I think we're stuck with contracts, is this ASI's responsibility or not.
. . . .
Did they fulfill their responsibilities under the contract or not. DT is not a part of this. I mean, the burden is on [QT] to prove that there was a breach of this contract and you need to defend this contract. It's [sic] only relevance is that that wasn't a responsibility [ASI] had.
. . . .
But it's very narrowly limited there.
. . . .
But I am going to admonish both of you that I think DT is not in this, tread gently there.3 I just don't know where we're going to go with that other than the fact that I think you need to defend this contract, Mr. Carr, and you need to focus on this contract, Mr. Steele and Mr. Lehman, and this is not a negligence case so causation is not an issue.4

¶44 We do not find and QT does not refer us to any place in the record where the trial court allowed ASI to pursue negligence of a non-party as a defense or a theory of recovery, or allowed ASI to present such an argument to the jury. The trial court clearly set forth to counsel in bench conferences and to the jury in its instructions that the only claims to be decided by the jury on QT's petition and ASI's counterclaim were the parties' respective breach of contract claims. As noted in the previous section, evidence regarding who was contractually responsible for removing the debris from the hotel site was probative and relevant to the factual questions at the heart of the breach of contract issues, and we see nothing in the record on this issue on which to conclude the trial court abused its discretion.

CONCLUSION

¶45 Having found no reversible error at trial, we affirm the trial court's rulings.

¶46 AFFIRMED.

FISCHER, C.J., and BARNES, P.J., concur.

FOOTNOTES

1 QT's Ex. No 3.

2 The trial court seemed uncertain about how to deal with the questions of (1) D-T's contractual duty to QT, and (2) D-T's previous involvement in the case as a third-party defendant who was dismissed before trial. The court attempted to avoid error by not allowing the jury to hear D-T's history in the litigation and why it was no longer in the case. It did, however, allow testimony and argument to the jury by both parties regarding D-T's duty to remove debris from the site, but it refused to allow ASI to introduce the D-T contract or its specific provision which neither party disputed established D-T's responsibility to remove debris from the site.

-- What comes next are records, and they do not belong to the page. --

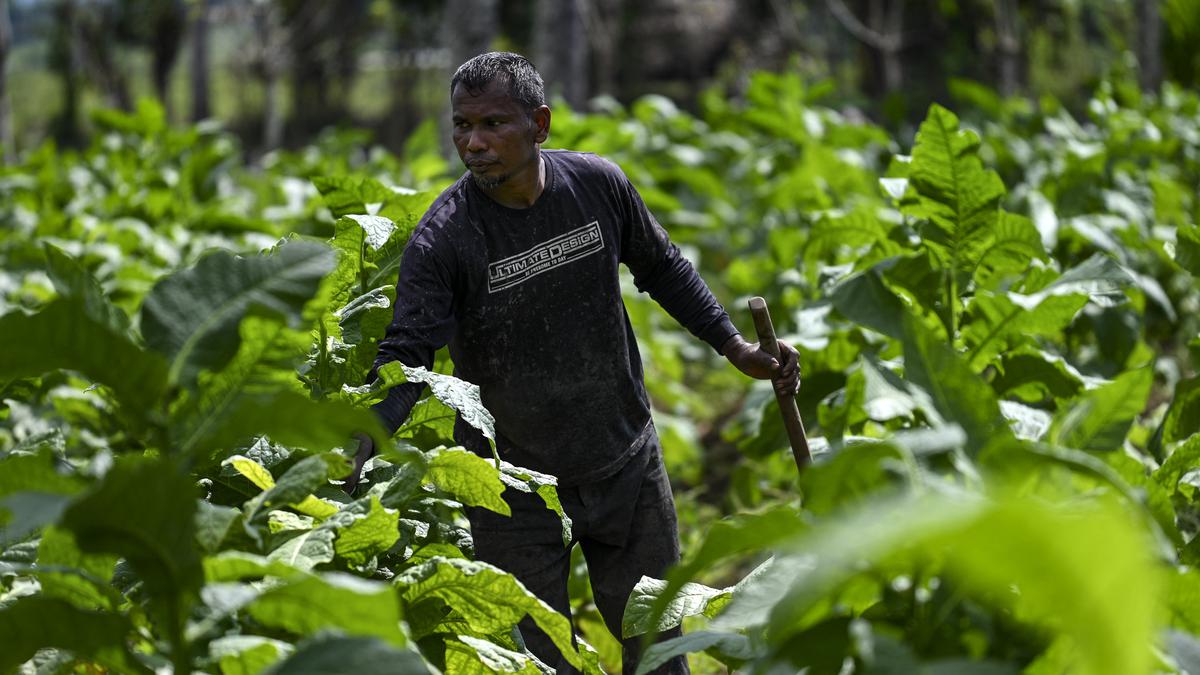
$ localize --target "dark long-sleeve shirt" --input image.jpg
[374,150,737,485]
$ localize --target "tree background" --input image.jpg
[0,0,1200,156]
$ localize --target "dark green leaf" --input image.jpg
[0,596,149,673]
[62,458,204,620]
[245,572,406,646]
[43,244,130,335]
[0,298,167,418]
[904,317,1012,453]
[142,240,334,384]
[1049,368,1154,452]
[264,635,430,675]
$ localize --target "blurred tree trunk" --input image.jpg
[0,0,13,158]
[47,0,83,147]
[580,0,624,96]
[533,0,589,109]
[1134,0,1163,91]
[150,0,187,120]
[992,0,1021,96]
[253,2,287,151]
[281,0,374,137]
[826,0,905,94]
[191,0,212,121]
[77,1,133,112]
[438,0,500,156]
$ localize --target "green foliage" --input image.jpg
[7,73,1200,674]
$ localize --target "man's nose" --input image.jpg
[467,129,487,153]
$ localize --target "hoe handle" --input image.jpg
[750,297,812,472]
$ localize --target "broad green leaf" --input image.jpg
[647,504,808,637]
[1163,377,1200,444]
[334,496,400,566]
[800,443,906,514]
[961,291,1087,372]
[245,572,406,646]
[334,287,391,345]
[620,577,733,638]
[901,103,1017,285]
[0,298,167,419]
[312,175,396,217]
[377,362,496,442]
[832,268,906,339]
[428,448,512,515]
[636,631,760,675]
[181,390,386,472]
[196,500,241,554]
[0,596,149,673]
[804,208,889,269]
[266,527,336,572]
[61,458,204,621]
[37,527,121,610]
[1175,223,1200,279]
[0,450,88,497]
[342,214,396,251]
[1049,368,1154,452]
[1153,435,1200,501]
[500,461,572,546]
[209,635,295,675]
[1008,253,1134,310]
[142,240,334,384]
[445,635,541,675]
[904,316,1012,454]
[713,487,1158,675]
[396,558,583,669]
[42,244,130,335]
[204,551,300,584]
[991,347,1092,402]
[264,635,432,675]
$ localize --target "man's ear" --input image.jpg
[533,106,550,143]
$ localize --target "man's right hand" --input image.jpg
[342,431,376,495]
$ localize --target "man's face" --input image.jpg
[450,80,548,190]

The trial court found that the D-T contract was "extrinsic evidence" being offered to interpret ASI's contract and sustained QT's objection to its admission. There is nothing vague or uncertain, and thus needing "interpretation," about the debris responsibilities of ASI and D-T as stated in their respective contracts. Rodney Loyd, QT's Director of Real Estate, testified on direct examination that he was not contending that it was ASI's responsibility "to remove the rubble from the ground." Tr., p. 279. As ASI's counsel argued to the trial court in urging the admission of D-T's contract with QT: "The jury needs to be told whose responsibility was whose. We have our contract that defines our responsibilities and they're trying to blame somebody else's responsibility onto my client. I am able to defend myself by saying you had an agreement with another contractor to do the very thing you're blaming us for." Although the trial court incorrectly found D-T's contract to be "extrinsic evidence," the error in excluding this document favors QT and does not mandate reversal.

3 See n.1 supra.

4 It is not clear what "causation" the trial court is referring to. In earlier colloquy with counsel, the trial court indicated that causation of the fire was not an issue in the case. However, although negligence as a cause of QT's damages was not an issue for the jury's consideration, the question of "causation," i.e., whether QT's damages were "a direct result" of ASI's alleged breach of contract, was clearly an issue for the jury to decide if it found ASI in breach of its contractual duties to QT. Trial court's Instruction No. 10 to the jury, R. at p. 230 (based on Oklahoma Uniform Civil Jury Instruction Number 23.1).